We can now define some custom likelihood functions that describe our two hypotheses. Our null hypothesis function should only have one parameter - that is, it describes the y-variable (chick **weight**) as some function of parameters, with no input from whether the chicks are being fed soybean or sunflower **feed**:

In [None]:
def null(p,obs):
    B0=p[0]
    sigma=p[1]
    expected=B0
    nll=-1*norm(expected,sigma).logpdf(obs.weight).sum()
    return nll

In contrast, our alternative hypothesis function should have an additional parameter - one that varies depending on whether the chicks were fed soybean or sunflower **feed** (whether the column reads 0 or 1):

In [None]:
def alt(p,obs):
    B0=p[0]
    B1=p[1]
    sigma=p[2]
    expected=B0+B1*obs.feed
    nll=-1*norm(expected,sigma).logpdf(obs.weight).sum()
    return nll

## Estimate parameters by minimizing negative log likelihood

Now that we've defined some custom functions and asked them to return the negative log likelihood, we can attempt to find the best parameters for each function that match the data we already have. We do this by passing the functions some initial values (it doesn't really matter what these are, they're just a starting point for the functions to start their estimates) and asking it to iterate upon these numbers, changing them a little bit each time, until they find the values that yield the minimum value of log likelihood.

In [None]:
initialVals1=numpy.array([1,1,1])

fitNull=minimize(null,initialVals1,method="Nelder-Mead",options={'disp':True},args=df)
fitAlt=minimize(alt,initialVals1,method="Nelder-Mead",options={'disp':True},args=df)

If we want to know what the ultimate parameters the functions calculated, we can ask Python to print the attribute 'x' for each function, which is a list of the calculated parameter values:

In [None]:
print(fitNull.x)
print(fitAlt.x)

## Determine if the effect is statistically significant

Now that we have two values for likelihood, we can actually determine if the difference between two conditions is statistically significant by performing a Chi-square test to determine if two times the difference in likelihoods (D) is large relative to a chi-squared distribution with one degree of freedom.

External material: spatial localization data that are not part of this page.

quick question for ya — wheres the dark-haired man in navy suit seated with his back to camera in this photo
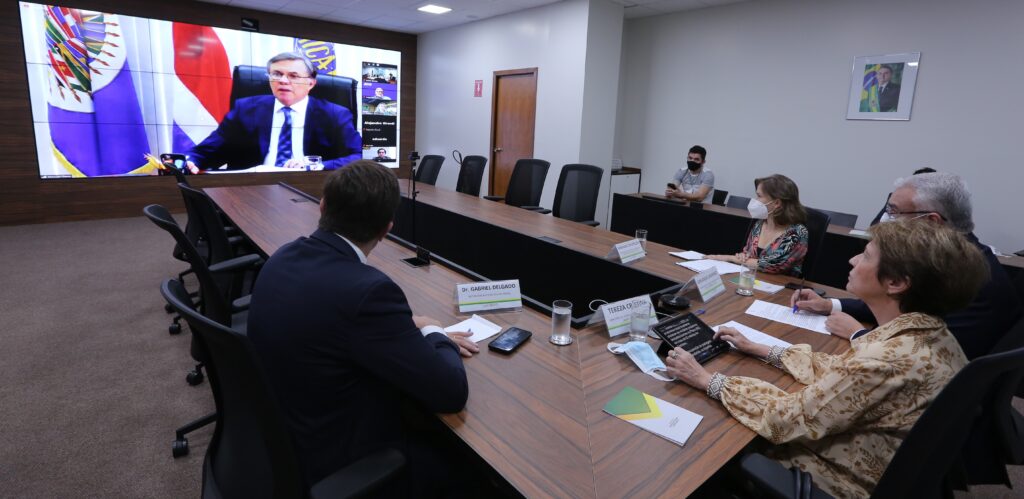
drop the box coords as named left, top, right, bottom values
left=248, top=160, right=478, bottom=494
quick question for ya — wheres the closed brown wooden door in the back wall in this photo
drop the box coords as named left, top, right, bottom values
left=489, top=68, right=537, bottom=196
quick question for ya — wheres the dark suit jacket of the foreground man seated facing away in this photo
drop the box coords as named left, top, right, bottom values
left=249, top=231, right=469, bottom=483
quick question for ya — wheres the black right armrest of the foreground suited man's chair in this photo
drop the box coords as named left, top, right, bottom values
left=309, top=449, right=406, bottom=499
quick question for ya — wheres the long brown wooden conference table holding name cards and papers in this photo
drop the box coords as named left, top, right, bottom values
left=205, top=182, right=849, bottom=497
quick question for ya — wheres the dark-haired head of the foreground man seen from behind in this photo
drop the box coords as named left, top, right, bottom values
left=319, top=160, right=399, bottom=244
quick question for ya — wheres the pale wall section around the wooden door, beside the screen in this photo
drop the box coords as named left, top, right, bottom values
left=416, top=0, right=593, bottom=208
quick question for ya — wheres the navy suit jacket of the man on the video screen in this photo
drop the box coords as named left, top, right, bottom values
left=187, top=95, right=362, bottom=170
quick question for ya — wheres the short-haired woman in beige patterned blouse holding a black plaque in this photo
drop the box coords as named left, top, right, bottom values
left=666, top=220, right=988, bottom=497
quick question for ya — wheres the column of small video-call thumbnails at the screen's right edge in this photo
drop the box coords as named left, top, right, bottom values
left=362, top=61, right=398, bottom=167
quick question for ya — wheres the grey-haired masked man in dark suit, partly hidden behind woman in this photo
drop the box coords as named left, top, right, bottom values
left=791, top=172, right=1021, bottom=359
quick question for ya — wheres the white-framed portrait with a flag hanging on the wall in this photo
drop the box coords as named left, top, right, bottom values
left=846, top=52, right=921, bottom=120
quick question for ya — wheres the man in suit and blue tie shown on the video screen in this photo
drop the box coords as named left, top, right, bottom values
left=186, top=52, right=362, bottom=170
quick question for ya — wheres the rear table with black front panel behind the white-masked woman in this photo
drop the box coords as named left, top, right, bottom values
left=610, top=193, right=1024, bottom=287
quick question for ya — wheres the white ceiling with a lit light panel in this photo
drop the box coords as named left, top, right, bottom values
left=200, top=0, right=746, bottom=33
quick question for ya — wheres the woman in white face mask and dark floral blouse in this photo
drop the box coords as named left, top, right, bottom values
left=708, top=174, right=807, bottom=276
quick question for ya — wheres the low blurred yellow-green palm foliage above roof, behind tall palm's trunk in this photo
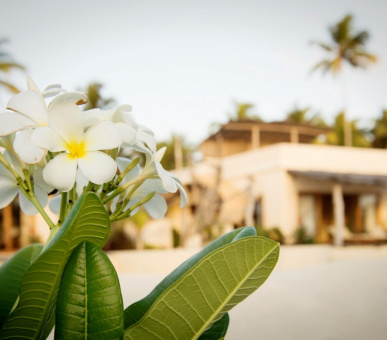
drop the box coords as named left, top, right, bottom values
left=324, top=112, right=371, bottom=148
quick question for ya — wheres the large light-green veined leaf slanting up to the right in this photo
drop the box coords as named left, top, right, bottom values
left=124, top=236, right=279, bottom=340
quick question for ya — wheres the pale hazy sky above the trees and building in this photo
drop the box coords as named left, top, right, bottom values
left=0, top=0, right=387, bottom=143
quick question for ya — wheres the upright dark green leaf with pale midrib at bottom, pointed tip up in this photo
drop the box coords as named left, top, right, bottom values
left=55, top=242, right=124, bottom=340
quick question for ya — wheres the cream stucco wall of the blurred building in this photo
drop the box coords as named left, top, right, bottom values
left=217, top=143, right=387, bottom=236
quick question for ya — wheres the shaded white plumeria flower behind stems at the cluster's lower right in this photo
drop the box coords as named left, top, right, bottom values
left=112, top=157, right=167, bottom=219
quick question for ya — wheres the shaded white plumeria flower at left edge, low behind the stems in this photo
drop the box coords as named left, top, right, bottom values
left=0, top=151, right=52, bottom=216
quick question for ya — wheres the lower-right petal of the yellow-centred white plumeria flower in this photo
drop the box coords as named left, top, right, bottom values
left=78, top=151, right=117, bottom=185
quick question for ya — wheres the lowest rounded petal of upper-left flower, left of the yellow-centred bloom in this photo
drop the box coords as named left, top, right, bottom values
left=13, top=129, right=46, bottom=164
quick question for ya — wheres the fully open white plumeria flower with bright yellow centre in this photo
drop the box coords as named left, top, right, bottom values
left=31, top=106, right=122, bottom=192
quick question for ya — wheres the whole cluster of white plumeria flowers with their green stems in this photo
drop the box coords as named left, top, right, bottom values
left=0, top=78, right=187, bottom=227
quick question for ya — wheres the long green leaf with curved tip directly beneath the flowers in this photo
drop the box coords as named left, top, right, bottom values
left=0, top=192, right=110, bottom=339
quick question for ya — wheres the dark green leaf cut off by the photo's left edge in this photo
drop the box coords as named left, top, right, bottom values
left=0, top=244, right=43, bottom=328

We actually need to import one additional function from scipy that lets us do this - aptly named chi2:

In [None]:
from scipy.stats import chi2

D=(2*(fitNull.fun-fitAlt.fun))

chi2feed=(1-chi2.cdf(x=D,df=1))

print(chi2feed)

Turns out, there is a statistically significant difference in chick **weight** that is dependent on the type of **feed** they're getting - soybean or sunflower.